OGH 1Ob408/61

1Ob408/61Tribunal supérieur4 oct. 1961

Texte intégral

OGH 1Ob408/61

  • Dokumenttyp: Entscheidungstext
  • Entscheidungsdatum: 04.10.1961

Kopf

Der Oberste Gerichtshof hat durch den Zweiten Präsidenten Dr. Fellner als Vorsitzenden und durch die Räte des Obersten Gerichtshofes Dr. Gitschthaler, Dr. Stanzl, Dr. Zierer und Dr. Bachofner als Richter in der Pflegschaftssache der mj Gabriele W*****, geb. am 9. März 1950, infolge Revisionsrekurses der ehelichen Mutter Ingeborg F*****, vertreten durch Dr.
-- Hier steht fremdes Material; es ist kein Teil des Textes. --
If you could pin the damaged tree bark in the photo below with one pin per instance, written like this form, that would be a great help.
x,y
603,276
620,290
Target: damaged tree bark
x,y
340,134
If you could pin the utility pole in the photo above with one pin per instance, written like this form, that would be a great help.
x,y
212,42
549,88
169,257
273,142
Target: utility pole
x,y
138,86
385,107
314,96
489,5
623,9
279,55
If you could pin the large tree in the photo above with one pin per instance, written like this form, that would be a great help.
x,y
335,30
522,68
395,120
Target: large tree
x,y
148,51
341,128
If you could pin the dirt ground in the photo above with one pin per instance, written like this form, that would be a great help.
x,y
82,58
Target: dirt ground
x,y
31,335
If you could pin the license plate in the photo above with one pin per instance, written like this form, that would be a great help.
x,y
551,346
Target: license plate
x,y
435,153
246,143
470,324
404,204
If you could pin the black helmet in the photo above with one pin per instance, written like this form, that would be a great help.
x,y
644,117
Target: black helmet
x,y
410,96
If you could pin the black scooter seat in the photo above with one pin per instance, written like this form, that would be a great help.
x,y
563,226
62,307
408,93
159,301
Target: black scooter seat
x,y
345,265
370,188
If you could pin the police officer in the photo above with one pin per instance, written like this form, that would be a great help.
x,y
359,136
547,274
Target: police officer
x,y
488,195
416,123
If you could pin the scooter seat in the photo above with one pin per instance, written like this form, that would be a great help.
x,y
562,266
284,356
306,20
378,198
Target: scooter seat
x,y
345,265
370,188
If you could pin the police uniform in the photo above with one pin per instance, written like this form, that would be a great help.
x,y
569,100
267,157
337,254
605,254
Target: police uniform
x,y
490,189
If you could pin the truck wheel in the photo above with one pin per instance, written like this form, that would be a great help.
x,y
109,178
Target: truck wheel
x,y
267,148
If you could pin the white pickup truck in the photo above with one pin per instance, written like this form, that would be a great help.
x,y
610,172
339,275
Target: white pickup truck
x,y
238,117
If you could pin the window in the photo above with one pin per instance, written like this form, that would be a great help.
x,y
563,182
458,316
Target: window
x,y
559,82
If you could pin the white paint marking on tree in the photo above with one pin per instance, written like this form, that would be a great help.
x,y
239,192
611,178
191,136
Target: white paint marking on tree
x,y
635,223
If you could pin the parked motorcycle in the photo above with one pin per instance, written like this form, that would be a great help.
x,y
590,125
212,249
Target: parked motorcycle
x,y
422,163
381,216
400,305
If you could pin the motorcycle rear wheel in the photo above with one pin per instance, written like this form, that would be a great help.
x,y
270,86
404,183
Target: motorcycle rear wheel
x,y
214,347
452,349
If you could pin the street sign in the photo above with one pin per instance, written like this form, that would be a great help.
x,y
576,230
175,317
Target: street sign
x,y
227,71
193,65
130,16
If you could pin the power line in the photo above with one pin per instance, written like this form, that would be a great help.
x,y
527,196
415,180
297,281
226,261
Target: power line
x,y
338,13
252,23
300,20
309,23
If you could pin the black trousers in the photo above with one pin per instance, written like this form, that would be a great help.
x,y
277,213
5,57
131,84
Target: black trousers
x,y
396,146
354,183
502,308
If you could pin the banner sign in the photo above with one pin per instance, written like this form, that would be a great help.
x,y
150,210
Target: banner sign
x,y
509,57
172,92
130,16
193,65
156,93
Wolfgang Klee, Rechtsanwalt in Wien, gegen den Beschluss des Landesgerichtes für Zivilrechtssachen Wien als Rekursgerichtes vom 6. September 1961, GZ 43 R 581/61-21, womit der Beschluss des Bezirksgerichtes Döbling vom 28. August 1961, GZ 3 P 116/60-16, bestätigt wurde, folgenden

Beschluss

gefasst:

Spruch

Der Revisionsrekurs wird zurückgewiesen.

Begründung

Begründung:

Mit Beschluss vom 28. 8. 1961, ON 16, hat das Erstgericht unter anderem in der oben bezeichneten Pflegschaftssache

1. ) den ehelichen Vater Dr. Erich W***** pflegschaftsbehördlich ermächtigt, seine Tochter Gabriele W***** in dem Pensionat Ste Marie des Anges, Sion, Schweiz, unterzubringen und hat die eheliche Mutter Ingeborg F***** angewiesen, die Minderjährige mit den Sachen, die sie benötigt, sofern sie in ihrem Besitze sind, dem Vater auszufolgen und

2. ) ausgesprochen, dass die Minderjährige auch für die Zeit, die sie außerhalb des Pensionats verbringt, weiterhin in Pflege und Erziehung der Mutter bleibt und dass das Besuchsrecht des Vaters unberührt bleibt, soweit es mit der Unterbringung in dem Pensionat vereinbar ist.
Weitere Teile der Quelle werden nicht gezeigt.